La proportion de conducteurs seniors tués sur la route ne cesse d'augmenter

Depuis dix ans, la proportion de seniors tués sur la route n’a cessé d’augmenter. Une personne tuée sur six était un senior en 2008. C’est une personne sur quatre aujourd’hui. Ces chiffres sont tirés d’une récente étude de VIAS, l’institut en charge de la sécurité routière et rendu public pour la journée des seniors. D’ici 2050, la part des seniors dans la population aura doublé et cela a déjà des répercussions en terme de mobilité.  

Piétons et cyclistes ne sont pas épargnés

Si vous êtes seniors, piétons ou cyclistes, le risque de mourir sur la route est deux fois plus élevé. 60% des seniors tués sur les routes sont des piétons ou des cyclistes, principalement parce que c'est leur principal moyen de déplacement. Les autres sont des passagers ou conducteurs d’un véhicule. 

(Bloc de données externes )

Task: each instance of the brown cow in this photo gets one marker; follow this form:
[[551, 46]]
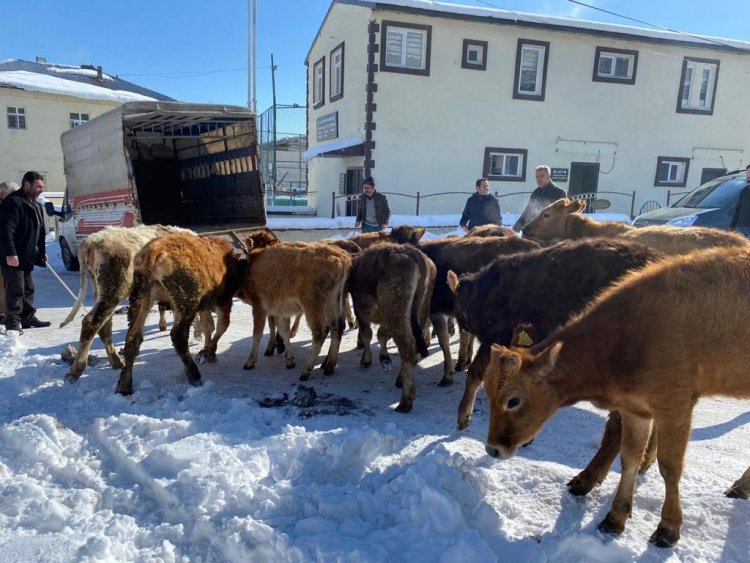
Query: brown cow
[[284, 280], [562, 220], [391, 285], [649, 346], [106, 257], [194, 274]]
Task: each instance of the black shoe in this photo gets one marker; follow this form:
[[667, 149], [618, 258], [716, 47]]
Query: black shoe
[[13, 324], [33, 322]]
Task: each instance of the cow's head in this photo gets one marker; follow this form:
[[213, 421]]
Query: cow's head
[[521, 397], [404, 234], [552, 221]]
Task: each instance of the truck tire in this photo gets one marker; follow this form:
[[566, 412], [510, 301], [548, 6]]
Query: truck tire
[[69, 259]]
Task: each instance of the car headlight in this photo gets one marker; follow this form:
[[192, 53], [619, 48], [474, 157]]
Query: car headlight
[[686, 221]]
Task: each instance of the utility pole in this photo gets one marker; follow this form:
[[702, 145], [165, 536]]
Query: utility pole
[[273, 116]]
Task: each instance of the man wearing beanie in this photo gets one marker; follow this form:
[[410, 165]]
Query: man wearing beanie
[[373, 214]]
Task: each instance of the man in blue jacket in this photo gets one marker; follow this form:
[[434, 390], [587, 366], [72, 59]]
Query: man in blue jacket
[[482, 208], [22, 241]]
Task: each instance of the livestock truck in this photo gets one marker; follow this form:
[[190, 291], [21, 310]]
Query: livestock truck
[[189, 165]]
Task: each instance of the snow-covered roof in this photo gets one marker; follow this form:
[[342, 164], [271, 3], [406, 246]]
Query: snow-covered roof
[[562, 23], [77, 81]]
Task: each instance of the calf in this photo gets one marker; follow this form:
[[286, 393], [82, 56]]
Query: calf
[[391, 285], [461, 255], [194, 274], [106, 257], [545, 288], [288, 279], [649, 346], [562, 220]]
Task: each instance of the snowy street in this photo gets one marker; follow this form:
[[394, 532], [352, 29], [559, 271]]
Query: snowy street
[[176, 473]]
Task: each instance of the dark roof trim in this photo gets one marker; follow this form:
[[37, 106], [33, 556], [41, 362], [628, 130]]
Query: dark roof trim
[[499, 20]]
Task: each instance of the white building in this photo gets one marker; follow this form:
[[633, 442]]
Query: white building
[[427, 97], [40, 101]]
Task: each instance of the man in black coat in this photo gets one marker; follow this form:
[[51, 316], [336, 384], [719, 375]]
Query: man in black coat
[[22, 241], [482, 208], [741, 218], [547, 192]]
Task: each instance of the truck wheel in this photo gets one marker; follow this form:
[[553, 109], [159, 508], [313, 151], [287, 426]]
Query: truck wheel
[[69, 259]]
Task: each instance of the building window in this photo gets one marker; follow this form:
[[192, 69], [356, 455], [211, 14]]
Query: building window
[[615, 65], [319, 83], [77, 119], [16, 118], [405, 48], [531, 70], [698, 86], [474, 54], [505, 164], [671, 171], [336, 85]]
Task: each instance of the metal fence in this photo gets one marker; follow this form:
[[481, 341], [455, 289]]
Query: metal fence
[[515, 202]]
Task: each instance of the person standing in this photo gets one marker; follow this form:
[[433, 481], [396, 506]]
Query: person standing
[[5, 189], [741, 219], [22, 241], [373, 214], [482, 208], [545, 193]]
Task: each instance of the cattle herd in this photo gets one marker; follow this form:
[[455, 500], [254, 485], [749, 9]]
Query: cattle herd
[[641, 322]]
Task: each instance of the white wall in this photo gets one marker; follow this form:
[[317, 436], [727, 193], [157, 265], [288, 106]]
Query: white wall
[[38, 146]]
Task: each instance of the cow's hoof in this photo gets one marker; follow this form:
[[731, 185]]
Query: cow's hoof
[[610, 526], [664, 537], [580, 486]]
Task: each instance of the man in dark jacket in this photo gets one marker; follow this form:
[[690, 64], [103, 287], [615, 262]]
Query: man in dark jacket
[[546, 192], [482, 208], [373, 213], [741, 219], [23, 247]]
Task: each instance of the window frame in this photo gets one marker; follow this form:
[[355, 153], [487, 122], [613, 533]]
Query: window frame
[[607, 51], [19, 115], [681, 88], [77, 121], [489, 152], [468, 44], [320, 63], [540, 75], [333, 96], [661, 160], [426, 52]]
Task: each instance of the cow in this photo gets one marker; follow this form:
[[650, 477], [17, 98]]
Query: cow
[[649, 346], [467, 254], [284, 280], [562, 220], [195, 275], [543, 288], [391, 285], [106, 258]]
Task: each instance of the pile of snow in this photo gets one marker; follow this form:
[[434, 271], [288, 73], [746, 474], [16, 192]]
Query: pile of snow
[[176, 473]]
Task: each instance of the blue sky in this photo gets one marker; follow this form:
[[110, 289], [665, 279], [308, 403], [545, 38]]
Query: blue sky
[[195, 50]]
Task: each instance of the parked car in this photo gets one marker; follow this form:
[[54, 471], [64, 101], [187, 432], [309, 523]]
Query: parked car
[[709, 205]]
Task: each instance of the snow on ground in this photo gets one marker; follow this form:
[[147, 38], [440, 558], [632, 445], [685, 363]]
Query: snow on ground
[[176, 473]]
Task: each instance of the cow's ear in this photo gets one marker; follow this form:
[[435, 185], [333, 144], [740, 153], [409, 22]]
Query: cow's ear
[[547, 359], [453, 281], [523, 335]]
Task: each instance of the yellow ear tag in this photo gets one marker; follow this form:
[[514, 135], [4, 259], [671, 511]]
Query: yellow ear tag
[[524, 339]]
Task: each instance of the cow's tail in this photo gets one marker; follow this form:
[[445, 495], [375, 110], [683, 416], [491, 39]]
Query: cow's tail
[[416, 328], [83, 266]]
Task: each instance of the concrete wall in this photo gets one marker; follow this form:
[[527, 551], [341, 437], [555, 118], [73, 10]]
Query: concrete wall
[[432, 130], [38, 146]]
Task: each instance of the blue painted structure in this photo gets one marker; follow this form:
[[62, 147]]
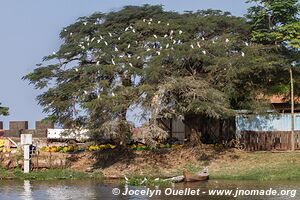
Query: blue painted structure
[[270, 122]]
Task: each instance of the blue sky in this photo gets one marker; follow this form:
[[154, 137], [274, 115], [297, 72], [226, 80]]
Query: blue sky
[[29, 31]]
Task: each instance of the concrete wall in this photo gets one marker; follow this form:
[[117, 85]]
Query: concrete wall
[[40, 130]]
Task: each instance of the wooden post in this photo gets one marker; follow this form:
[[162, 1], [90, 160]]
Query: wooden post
[[26, 141], [292, 112]]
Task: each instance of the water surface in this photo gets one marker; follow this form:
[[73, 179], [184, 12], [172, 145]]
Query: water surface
[[92, 189]]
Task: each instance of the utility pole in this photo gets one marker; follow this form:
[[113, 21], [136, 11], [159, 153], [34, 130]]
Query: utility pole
[[292, 108], [292, 112]]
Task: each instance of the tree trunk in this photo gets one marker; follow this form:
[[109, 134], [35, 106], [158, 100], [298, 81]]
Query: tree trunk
[[195, 138]]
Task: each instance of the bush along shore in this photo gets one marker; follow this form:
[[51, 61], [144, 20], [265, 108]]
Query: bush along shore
[[155, 165], [49, 174]]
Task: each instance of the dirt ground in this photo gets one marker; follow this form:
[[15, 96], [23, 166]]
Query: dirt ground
[[162, 163]]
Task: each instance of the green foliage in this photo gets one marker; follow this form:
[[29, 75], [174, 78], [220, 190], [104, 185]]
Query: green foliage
[[275, 21], [3, 110], [171, 64]]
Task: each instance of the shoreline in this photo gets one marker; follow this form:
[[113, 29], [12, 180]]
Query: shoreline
[[223, 165]]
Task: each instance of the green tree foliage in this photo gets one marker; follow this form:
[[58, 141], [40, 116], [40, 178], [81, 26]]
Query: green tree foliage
[[3, 110], [170, 64], [275, 21]]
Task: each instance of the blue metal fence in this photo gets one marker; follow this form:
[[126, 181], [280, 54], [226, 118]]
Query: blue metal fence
[[280, 122]]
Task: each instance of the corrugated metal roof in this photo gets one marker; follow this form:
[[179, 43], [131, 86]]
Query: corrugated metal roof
[[280, 122]]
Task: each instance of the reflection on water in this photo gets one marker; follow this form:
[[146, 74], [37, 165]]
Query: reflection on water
[[92, 189]]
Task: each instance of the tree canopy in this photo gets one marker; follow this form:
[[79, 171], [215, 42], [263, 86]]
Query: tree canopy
[[168, 63], [275, 21], [3, 110]]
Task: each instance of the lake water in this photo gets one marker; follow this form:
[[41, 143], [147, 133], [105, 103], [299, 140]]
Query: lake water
[[91, 189]]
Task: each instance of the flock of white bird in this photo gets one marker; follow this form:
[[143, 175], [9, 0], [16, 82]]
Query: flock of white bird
[[84, 44], [87, 41]]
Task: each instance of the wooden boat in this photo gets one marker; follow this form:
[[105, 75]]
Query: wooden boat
[[200, 176], [176, 179]]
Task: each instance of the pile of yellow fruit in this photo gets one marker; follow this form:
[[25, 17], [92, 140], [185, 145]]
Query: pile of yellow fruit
[[66, 149], [5, 150], [101, 147]]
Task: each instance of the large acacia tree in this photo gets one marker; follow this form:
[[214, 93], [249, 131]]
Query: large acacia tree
[[3, 110], [170, 64]]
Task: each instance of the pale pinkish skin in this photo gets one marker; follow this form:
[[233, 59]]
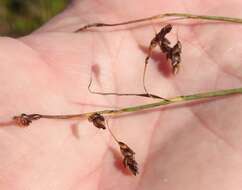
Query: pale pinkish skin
[[192, 146]]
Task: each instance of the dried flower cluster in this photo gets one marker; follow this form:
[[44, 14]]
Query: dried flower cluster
[[24, 120], [172, 53], [97, 120], [129, 159]]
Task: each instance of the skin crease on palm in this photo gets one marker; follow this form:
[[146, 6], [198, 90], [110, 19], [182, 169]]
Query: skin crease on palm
[[190, 146]]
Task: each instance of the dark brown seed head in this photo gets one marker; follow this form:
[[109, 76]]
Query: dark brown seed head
[[125, 150], [98, 120], [131, 164], [129, 160], [23, 120]]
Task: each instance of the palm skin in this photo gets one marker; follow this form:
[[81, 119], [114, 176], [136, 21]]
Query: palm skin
[[191, 146]]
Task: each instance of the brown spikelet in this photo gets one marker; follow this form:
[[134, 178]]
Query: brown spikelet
[[25, 120], [98, 120], [129, 159]]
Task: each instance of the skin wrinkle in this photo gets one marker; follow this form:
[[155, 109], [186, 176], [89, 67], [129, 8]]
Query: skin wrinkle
[[213, 60], [151, 164], [210, 130], [156, 125]]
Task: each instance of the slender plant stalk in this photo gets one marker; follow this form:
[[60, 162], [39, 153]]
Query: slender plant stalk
[[177, 16], [138, 108]]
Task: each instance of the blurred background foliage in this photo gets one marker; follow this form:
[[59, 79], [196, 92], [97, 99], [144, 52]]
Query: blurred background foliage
[[20, 17]]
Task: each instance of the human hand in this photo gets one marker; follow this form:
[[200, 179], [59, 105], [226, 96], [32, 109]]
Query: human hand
[[191, 146]]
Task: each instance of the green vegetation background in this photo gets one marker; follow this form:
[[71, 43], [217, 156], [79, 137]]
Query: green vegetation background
[[20, 17]]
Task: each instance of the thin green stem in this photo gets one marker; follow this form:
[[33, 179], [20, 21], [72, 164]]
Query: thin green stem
[[142, 107], [177, 16]]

Les carrefours restent les endroits les plus dangereux. Pour Benoit Godart, porte parole de VIAS, cela s'explique aisément: "Ce sont surtout les carrefours avec des signaux de priorité qui posent plus de problèmes aux seniors : il faut être attentif à plusieurs usagers en même temps, bien estimer leur vitesse et réagir rapidement. De telles aptitudes ont parfois décliné et rendent ces situations potentiellement difficiles pour eux. Le fait de tourner à gauche pose un problème tout particulier, par exemple".  

Pas de formule uniformisée pour réduire les risques 

Le processus de vieillissement varie d’une personne à l’autre. Difficile dès lors d’imposer des mesures linéaires. En matière de conduite automobile, le CARA, le centre d’évaluation de l’aptitude à la conduite, dispose d’une palette de mesures adaptées aux différentes situations. Les automobilistes y arrivent envoyés par leur médecin traitant ou viennent d'initiative.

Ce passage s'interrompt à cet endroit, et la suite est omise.